Bonellia and Hamingia present very interesting cases of sexual dimorphism. In both genera the female is an animal of considerable size with the normal structure of the Echiuroidea, but the male (Fig. 222) is a microscopic Planarian-like animal, which lives in the mouth and in the nephridia of the female. Both in Bonellia[^[486]] and in Hamingia the male is provided with a pair of hook-like ventral bristles; these are wanting in the female Hamingia. The surface of the male is ciliated, and the skin contains circular and longitudinal muscle-fibres. The body-cavity is developed, but does not reach to either end of the body. The alimentary canal is closed, neither mouth nor anus existing; it is supported by regularly arranged dorso-ventral muscle strands. A nerve-ring and a ventral cord exist. There are also two rudimentary organs corresponding with the anal vesicles of the female, and a single nephridium which acts as a duct for the spermatozoa; the latter arise from modified cells lining the body-cavity.

In both sexes the larvae develop to a certain stage without showing any trace of sexual differentiation, but after this stage, the development of the male is to a certain extent arrested; in some respects, indeed, it undergoes retrogressive changes. At this time it is found clinging to the proboscis of the female, thence it makes its way to the mouth, where it undergoes its final change; and then creeping out, finds its way into the nephridium of the female, and spends the rest of its life there in a special recess cut off by a fold from the excretory part of this organ. In Hamingia, however, Lankester, who first described the male, did not find any in the nephridia, but found five specimens, each 1⁄12 inch long, within the dilated pharynx of the female.

Development.—In Bonellia and Hamingia it seems probable that the ova are fertilised in the nephridium of the female; in the other genera they are fertilised in the water after leaving the body of the mother.

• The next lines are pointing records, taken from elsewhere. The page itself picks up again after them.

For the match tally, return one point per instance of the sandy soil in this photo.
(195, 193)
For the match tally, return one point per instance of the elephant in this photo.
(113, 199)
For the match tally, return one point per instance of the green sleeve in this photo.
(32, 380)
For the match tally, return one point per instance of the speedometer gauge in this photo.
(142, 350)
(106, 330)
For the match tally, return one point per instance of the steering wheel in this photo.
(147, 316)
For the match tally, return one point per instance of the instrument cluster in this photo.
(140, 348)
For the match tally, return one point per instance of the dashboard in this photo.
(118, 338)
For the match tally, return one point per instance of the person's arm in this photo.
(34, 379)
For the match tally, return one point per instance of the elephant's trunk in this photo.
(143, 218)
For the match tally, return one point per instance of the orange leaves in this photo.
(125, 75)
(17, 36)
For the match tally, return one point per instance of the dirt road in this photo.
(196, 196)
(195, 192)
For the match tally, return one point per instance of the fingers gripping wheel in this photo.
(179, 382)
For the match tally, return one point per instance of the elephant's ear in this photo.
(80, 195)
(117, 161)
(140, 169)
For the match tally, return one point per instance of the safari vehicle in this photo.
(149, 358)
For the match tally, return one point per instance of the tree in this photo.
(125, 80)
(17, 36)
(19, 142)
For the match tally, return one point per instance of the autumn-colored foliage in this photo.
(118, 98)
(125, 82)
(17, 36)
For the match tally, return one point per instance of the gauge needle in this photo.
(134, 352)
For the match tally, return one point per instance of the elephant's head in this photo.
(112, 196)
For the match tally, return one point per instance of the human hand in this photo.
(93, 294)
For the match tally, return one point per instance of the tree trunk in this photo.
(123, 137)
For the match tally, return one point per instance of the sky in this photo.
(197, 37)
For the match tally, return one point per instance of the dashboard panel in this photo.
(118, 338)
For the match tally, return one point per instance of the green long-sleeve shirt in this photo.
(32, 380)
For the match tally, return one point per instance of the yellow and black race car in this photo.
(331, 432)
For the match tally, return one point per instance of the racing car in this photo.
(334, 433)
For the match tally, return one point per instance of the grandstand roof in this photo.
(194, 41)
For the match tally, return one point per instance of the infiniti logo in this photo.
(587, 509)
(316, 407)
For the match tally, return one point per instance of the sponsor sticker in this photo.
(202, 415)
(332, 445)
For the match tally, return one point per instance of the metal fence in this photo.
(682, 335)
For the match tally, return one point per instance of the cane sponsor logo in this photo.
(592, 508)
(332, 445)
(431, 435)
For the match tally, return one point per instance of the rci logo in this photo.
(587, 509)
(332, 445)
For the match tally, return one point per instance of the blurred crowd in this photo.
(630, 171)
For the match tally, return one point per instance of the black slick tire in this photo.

In Thalassema and Echiurus the growth of the embryo results in the formation of a typical Trochosphere larva, a type widely spread in the animal kingdom, being found in the Chaetopoda (Fig. 145, A), Polyzoa (p. [510]), and Mollusca. The large prae-oral lobe persists in the Echiuroidea as the proboscis; the mouth is ventral in position, with usually a ring of cilia encircling the body in front of and behind it; the anus is posterior and terminal. A pair of larval excretory organs are present, and a special nervous aggregation of cells at the apex of the prae-oral lobe is usually indicated by the presence of a bunch of long cilia.

The trunk of the Trochosphere is unsegmented, and in certain groups of animals it remains so, but in Chaetopods, and in Echiurus and Thalassema, it elongates and becomes divided up into a series of somites or segments. Of these there are fifteen in Echiurus, and apparently eleven in Th. mellita; in this stage the Gephyrean larvae have again so close a resemblance to the segmenting Chaetopod larvae as to be easily mistaken for them. The segmentation is shown in the following way: (i.) the middle layer of cells or mesoblast is typically segmented, and forms septa, which separate each segment from its neighbours; (ii.) the ventral nerve-cord arises as segmentally-arranged thickenings of the epiblast, which fuse together, but retain their segmented appearance for some time; (iii.) the skin shows the segmentation of the body both by the arrangement of the pigment and by bands of cilia. The latter are replaced in the adult by rows of spines, and on the fourteenth and fifteenth segments in Echiurus pallasii by the two peri-anal circles of bristles. Each bristle, like those of Chaetopods, originates from a single cell.

The anal vesicles arise quite late in the development; when they have acquired their openings into the body-cavity, they seem to take in water. In Thalassema, as described by Conn, this is accompanied by remarkable changes, amounting almost to a metamorphosis. The body increases in bulk fourfold, the cilia of the prae-oral ring disappear, and the animal now moves only by means of its proboscis; the pigment is absorbed, and all traces of segmentation disappear. A similar intaking of water is described by Spengel in Bonellia. In this genus the larva, which is coloured bright green, and has two brown eye-spots, is not such a typical Trochosphere as is that of Echiurus and Thalassema.